Trees key to flood mitigation and climate adaptation efforts | DrumhellerMail

Trees key to flood mitigation and climate adaptation efforts

flood mitigation

Preparing for the next big flood event evokes thoughts of constructing man-made berms and dikes, but trees can also play a vital role in flood mitigation.
The Town of Drumheller is utilizing natural resources along Drumheller’s waterways, including the Red Deer River, in its flood mitigation and climate adaptation efforts.
Chief resiliency and flood mitigation officer, Darwin Durnie said, “We find the plains immediately adjacent to the river (both upstream and downstream of Drumheller) are barren except for a ribbon of what we call riparian area that’s well-treed with poplars.”
These riparian areas found along rivers are important because of the role the vegetation plays in soil conservation and habitat biodiversity. Vegetation in this area can provide a natural filtration system for waterways, and can impact flood events by slowing the flow of water and reducing soil erosion and flood damage.
One area Drumheller residents can already see this impact is at Newcastle Beach.
The willows along this section slow the flow of the river, leading to higher deposits of silt and gravel on the inside bend, while increasing erosion on the outside bend near the hospital. Removing these trees will “improve channel capacity to slow down erosion,” according to Durnie.
Grubbing, or the clearing and removal of trees, will also be focused between the Hoodoos and Cambria to help establish new berms, and in the area between the Gordon-Taylor Bridge, Badlands Community Facility, and Centennial Park. Dangerous trees which may impact future dike enhancements will be removed, or culled, from this area.

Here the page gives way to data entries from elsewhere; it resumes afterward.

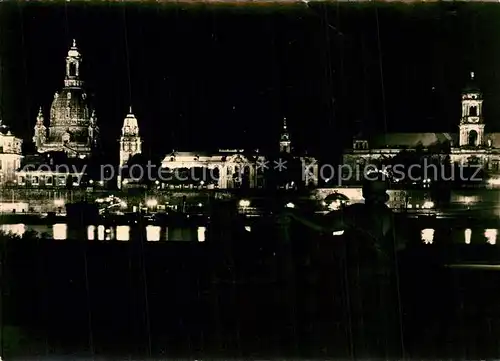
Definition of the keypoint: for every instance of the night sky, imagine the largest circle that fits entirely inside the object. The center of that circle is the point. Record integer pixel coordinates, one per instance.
(205, 76)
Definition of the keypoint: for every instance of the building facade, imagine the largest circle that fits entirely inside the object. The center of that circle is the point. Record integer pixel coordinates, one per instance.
(72, 126)
(236, 168)
(10, 155)
(470, 145)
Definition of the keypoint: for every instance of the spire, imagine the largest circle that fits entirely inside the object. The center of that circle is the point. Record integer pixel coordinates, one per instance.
(471, 85)
(285, 144)
(130, 125)
(73, 62)
(39, 118)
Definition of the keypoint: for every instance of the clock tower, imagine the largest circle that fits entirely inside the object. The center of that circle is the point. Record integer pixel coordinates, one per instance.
(471, 124)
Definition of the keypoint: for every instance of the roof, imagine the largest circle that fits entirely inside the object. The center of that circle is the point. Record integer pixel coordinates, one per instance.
(394, 140)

Early work in the area was halted due to shutdowns from COVID-19 and Durnie is hopeful work will continue in August.
Culling trees is only one portion of the program, however.
Part of the flood mitigation efforts deals with climate adaptation. Trees play a vital role to slow or reverse pollution by removing carbon dioxide from the atmosphere.
While operations at coal mines in the valley stopped in 1979, there is still plenty of the fossil fuel remaining which, according to Durnie, may impact changes in climate.
One of the struggles of climate adaptation, Durnie said is trying to “predict what the climate is going to be in the future.” Temperatures will go one of two directions, either increasing or decreasing, and there is a probability of more intense rainstorms.
Durnie added, “On the climate adaptation front, we need to be able to look at how much cooling effect can we get by having trees throughout the area to help cool it down and make it a more comfortable place to live, but also maybe slow down some of the storms that come into the area.”
Two students, from the University of Calgary’s Faculty of Geomatics and the Geographical Information System (GIS) program at Southern Alberta Institute of Technology, were recently involved with the project. The students took inventory of trees along the Red Deer River to assess their health and how they play a part in both flood mitigation and climate adaptation.
“We’ve gone out and looked at (trees in public areas), documented type and location, and with that we can make maps that show what the cooling effect might be of that grouping of trees,” said Durnie. He added, “Most of the trees we see throughout (Drumheller) and other neighbourhoods were planted and introduced.”
The flood mitigation office is working closely with Drumheller Institution in regards to the town-owned tree farm managed near their facility. The inventory students took will help ensure the tree farm has “enough inventory over the next 40 to 50 years” to replace trees in public areas to benefit the climate of the valley.
“The tree farm will be the backbone of the tree improvement program,” Durnie said. He added it will play an instrumental role in replacing trees the office has to remove, although some trees will be imported from nurseries due to the current capacity of the tree farm.
Durnie told the Mail, “(The public will) see some activity this fall of us moving some trees.”